I have a table with address1, city, state, and postal code. However, some address1 will also contains city, state and postal code (separated by either comma or space or both). Example:
Address1: 9999 western Rd, Los Angeles, CA, 90001
City: Los Angeles
State: CA
Postal: 90001
I want Address1 to be: 9999 western Rd
I've tried the following SQL to fix those addresses: (To simplify here I assume all fields are not null or empty, in the real system for countries without states it will be either empty or same as the country name.)
SELECT LEFT(address1, PATINDEX('%[, ]'+city+'%', billingAddress) - 1)
FROM addresses
WHERE address1 like '%[, ]'+city+'%'+state+'%'+postal_code+'%'
AND PATINDEX('%[, ]'+City+'%', address1) < 12
The problem here is many street names include the city they are in. For example, with 9999 KIRKLAND WAY
in city KIRKLAND
, this query will cause the remaining street name from this query to be 9999
.
Is there anyway to solve this problem in SQL?
First, I will agree with other comments that there is no flawless system - working with addresses can be a giant pain. That being said...
If your Address1 values are sanitized enough to only use commas to separate the various address parts, you might try using string_split to break it apart and then filter out all but the street information. If it's not that clean, maybe this can at least be a starting point. And this definitely doesn't comprehensively cover international information or any other weirdness that may crop up.
The fiddle example provided below uses some dummy addresses where I've overpopulated a few of the Address1 values and then filter them down to streets with string_split.

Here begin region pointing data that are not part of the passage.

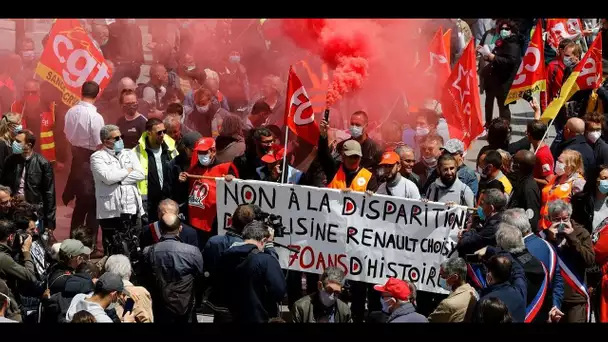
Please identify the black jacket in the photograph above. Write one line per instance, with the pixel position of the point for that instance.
(253, 284)
(171, 269)
(39, 182)
(501, 71)
(56, 307)
(526, 195)
(476, 239)
(580, 145)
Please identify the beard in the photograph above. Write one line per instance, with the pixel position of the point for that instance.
(448, 181)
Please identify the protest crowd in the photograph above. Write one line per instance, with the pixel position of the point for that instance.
(161, 175)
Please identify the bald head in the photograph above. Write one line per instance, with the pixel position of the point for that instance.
(524, 160)
(170, 223)
(126, 83)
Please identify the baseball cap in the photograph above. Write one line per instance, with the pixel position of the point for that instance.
(109, 282)
(204, 144)
(352, 148)
(189, 139)
(396, 287)
(73, 247)
(390, 158)
(453, 146)
(273, 157)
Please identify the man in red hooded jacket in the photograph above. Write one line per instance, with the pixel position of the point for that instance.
(201, 198)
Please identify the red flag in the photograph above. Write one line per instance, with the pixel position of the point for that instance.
(438, 67)
(299, 113)
(460, 103)
(531, 74)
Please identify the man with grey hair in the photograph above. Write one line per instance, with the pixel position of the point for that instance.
(116, 172)
(408, 160)
(459, 305)
(492, 203)
(538, 304)
(324, 306)
(142, 310)
(575, 254)
(543, 251)
(240, 271)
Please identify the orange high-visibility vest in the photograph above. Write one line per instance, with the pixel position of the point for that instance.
(359, 183)
(47, 123)
(316, 87)
(552, 192)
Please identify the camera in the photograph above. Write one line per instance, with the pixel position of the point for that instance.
(527, 96)
(273, 221)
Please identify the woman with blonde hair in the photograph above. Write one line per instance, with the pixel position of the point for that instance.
(569, 181)
(9, 126)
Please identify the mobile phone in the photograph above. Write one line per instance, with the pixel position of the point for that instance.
(472, 258)
(129, 303)
(326, 115)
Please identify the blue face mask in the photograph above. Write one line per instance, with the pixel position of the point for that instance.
(17, 148)
(603, 187)
(356, 131)
(119, 146)
(480, 213)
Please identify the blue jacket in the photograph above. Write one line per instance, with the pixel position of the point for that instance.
(252, 284)
(544, 252)
(187, 235)
(406, 313)
(218, 244)
(513, 293)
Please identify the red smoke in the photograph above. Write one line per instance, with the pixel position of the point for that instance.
(345, 45)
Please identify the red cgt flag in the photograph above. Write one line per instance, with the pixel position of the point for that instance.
(300, 116)
(531, 74)
(460, 101)
(438, 64)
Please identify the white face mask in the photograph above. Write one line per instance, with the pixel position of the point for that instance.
(593, 136)
(560, 168)
(356, 131)
(327, 299)
(204, 159)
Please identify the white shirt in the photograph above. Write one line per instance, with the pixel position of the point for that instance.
(82, 126)
(404, 188)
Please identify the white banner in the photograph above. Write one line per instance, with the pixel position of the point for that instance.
(371, 238)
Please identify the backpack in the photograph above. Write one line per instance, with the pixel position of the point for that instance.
(177, 296)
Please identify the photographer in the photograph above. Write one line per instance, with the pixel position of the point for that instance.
(25, 219)
(116, 172)
(11, 271)
(217, 245)
(251, 282)
(575, 251)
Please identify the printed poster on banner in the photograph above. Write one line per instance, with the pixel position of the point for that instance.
(70, 58)
(371, 238)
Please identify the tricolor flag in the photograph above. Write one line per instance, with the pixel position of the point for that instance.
(586, 75)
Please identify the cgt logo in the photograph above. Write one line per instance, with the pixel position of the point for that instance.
(304, 113)
(78, 63)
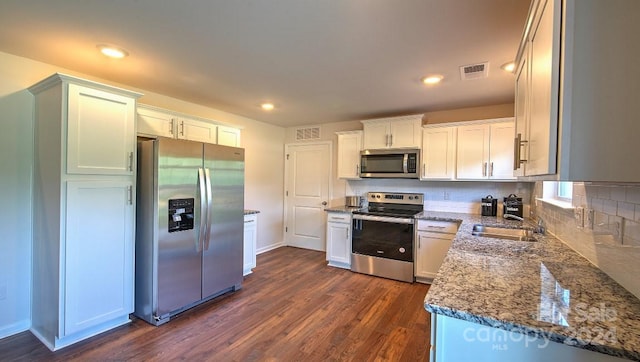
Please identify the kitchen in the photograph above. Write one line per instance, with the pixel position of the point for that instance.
(267, 142)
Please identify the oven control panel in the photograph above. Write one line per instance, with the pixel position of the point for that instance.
(395, 198)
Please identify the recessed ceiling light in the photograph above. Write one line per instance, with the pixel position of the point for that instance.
(112, 52)
(508, 67)
(267, 106)
(432, 79)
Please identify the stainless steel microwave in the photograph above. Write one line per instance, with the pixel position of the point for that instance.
(390, 163)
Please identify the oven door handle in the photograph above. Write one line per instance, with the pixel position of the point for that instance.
(396, 220)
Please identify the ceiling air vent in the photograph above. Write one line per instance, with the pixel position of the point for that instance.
(474, 71)
(308, 133)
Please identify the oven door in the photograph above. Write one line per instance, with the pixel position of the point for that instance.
(383, 237)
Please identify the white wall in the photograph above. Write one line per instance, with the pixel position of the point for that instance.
(264, 177)
(15, 192)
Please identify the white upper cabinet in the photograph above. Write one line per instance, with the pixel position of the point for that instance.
(154, 122)
(485, 151)
(438, 153)
(581, 123)
(100, 131)
(537, 85)
(83, 219)
(194, 130)
(349, 147)
(396, 132)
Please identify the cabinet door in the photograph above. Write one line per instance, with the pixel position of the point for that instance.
(250, 236)
(438, 153)
(522, 114)
(228, 136)
(349, 147)
(100, 132)
(405, 133)
(473, 152)
(431, 251)
(501, 151)
(154, 123)
(193, 130)
(545, 65)
(376, 135)
(339, 244)
(97, 253)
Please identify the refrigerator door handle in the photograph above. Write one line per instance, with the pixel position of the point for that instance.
(203, 210)
(207, 235)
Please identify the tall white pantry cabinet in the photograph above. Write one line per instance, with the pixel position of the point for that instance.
(83, 209)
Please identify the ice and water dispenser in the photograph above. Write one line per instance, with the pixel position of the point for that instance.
(181, 214)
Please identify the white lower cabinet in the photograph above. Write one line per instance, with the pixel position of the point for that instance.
(98, 254)
(339, 240)
(250, 239)
(83, 209)
(433, 239)
(454, 340)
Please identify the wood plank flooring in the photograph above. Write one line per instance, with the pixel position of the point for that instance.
(292, 308)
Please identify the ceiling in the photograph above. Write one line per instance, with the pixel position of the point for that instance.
(318, 61)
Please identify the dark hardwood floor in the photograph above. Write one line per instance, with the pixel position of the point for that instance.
(292, 308)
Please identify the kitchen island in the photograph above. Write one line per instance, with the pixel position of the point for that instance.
(496, 299)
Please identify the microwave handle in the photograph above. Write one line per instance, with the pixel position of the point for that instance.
(405, 161)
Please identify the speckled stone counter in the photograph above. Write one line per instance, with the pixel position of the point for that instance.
(543, 289)
(343, 209)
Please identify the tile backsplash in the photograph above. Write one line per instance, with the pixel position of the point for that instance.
(447, 196)
(610, 237)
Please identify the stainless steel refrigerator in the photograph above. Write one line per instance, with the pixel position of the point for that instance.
(189, 230)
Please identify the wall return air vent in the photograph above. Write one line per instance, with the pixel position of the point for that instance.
(474, 71)
(308, 133)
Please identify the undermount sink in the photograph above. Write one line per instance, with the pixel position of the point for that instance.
(503, 233)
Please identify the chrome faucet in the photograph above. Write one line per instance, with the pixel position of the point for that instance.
(514, 217)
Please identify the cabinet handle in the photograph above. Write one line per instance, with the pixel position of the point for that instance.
(517, 151)
(131, 161)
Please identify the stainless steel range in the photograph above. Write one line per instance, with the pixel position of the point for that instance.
(382, 235)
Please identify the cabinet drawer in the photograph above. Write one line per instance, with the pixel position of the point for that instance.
(448, 227)
(339, 217)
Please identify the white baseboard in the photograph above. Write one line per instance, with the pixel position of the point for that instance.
(14, 328)
(264, 249)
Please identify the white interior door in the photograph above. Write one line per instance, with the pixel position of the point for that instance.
(308, 172)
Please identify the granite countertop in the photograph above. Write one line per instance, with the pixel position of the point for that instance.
(343, 209)
(543, 289)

CREATE TABLE [dbo].[addresses](
[Address1] [nvarchar](max) NULL,
[City] [nvarchar](max) NULL,
[State] [char](2) NULL,
[Postal] [varchar](20) NULL
) ON [PRIMARY] TEXTIMAGE_ON [PRIMARY]
GO
INSERT [dbo].[addresses] ([Address1], [City], [State], [Postal]) VALUES (N'204 Cowley Avenue', N'Corpus Christi', N'FL', N'94075-8586')
GO
INSERT [dbo].[addresses] ([Address1], [City], [State], [Postal]) VALUES (N'273 Green Milton Road', N'Albuquerque', N'ND', N'46038-4384')
GO
INSERT [dbo].[addresses] ([Address1], [City], [State], [Postal]) VALUES (N'662 Clarendon Street', N'Detroit', N'RI', N'27706-7936')
GO
INSERT [dbo].[addresses] ([Address1], [City], [State], [Postal]) VALUES (N'57 Oak Boulevard', N'St. Petersburg', N'UT', N'25607-1143')
GO
INSERT [dbo].[addresses] ([Address1], [City], [State], [Postal]) VALUES (N'53 South Rocky Fabien Blvd., Des Moines, IL, 53316-8523', N'Des Moines', N'IL', N'53316-8523')
GO
INSERT [dbo].[addresses] ([Address1], [City], [State], [Postal]) VALUES (N'38 Shreveport Way, Shreveport, NC, 72394-4783', N'Shreveport', N'NC', N'72394-4783')
GO
INSERT [dbo].[addresses] ([Address1], [City], [State], [Postal]) VALUES (N'938 South First Road', N'Arlington', N'MN', N'83467-8269')
GO
INSERT [dbo].[addresses] ([Address1], [City], [State], [Postal]) VALUES (N'674 South Cowley Avenue, Grand Rapids, KY, 51374-4173', N'Grand Rapids', N'KY', N'51374-4173')
GO
SELECT
LTRIM(RTRIM(t.value)) AS fixedAddress1,
a.* from addresses a
CROSS APPLY string_split(a.Address1, ',') t
WHERE LTRIM(RTRIM(t.value)) <> a.City
AND LTRIM(RTRIM(t.value)) <> a.State
AND LTRIM(RTRIM(t.value)) <> a.Postal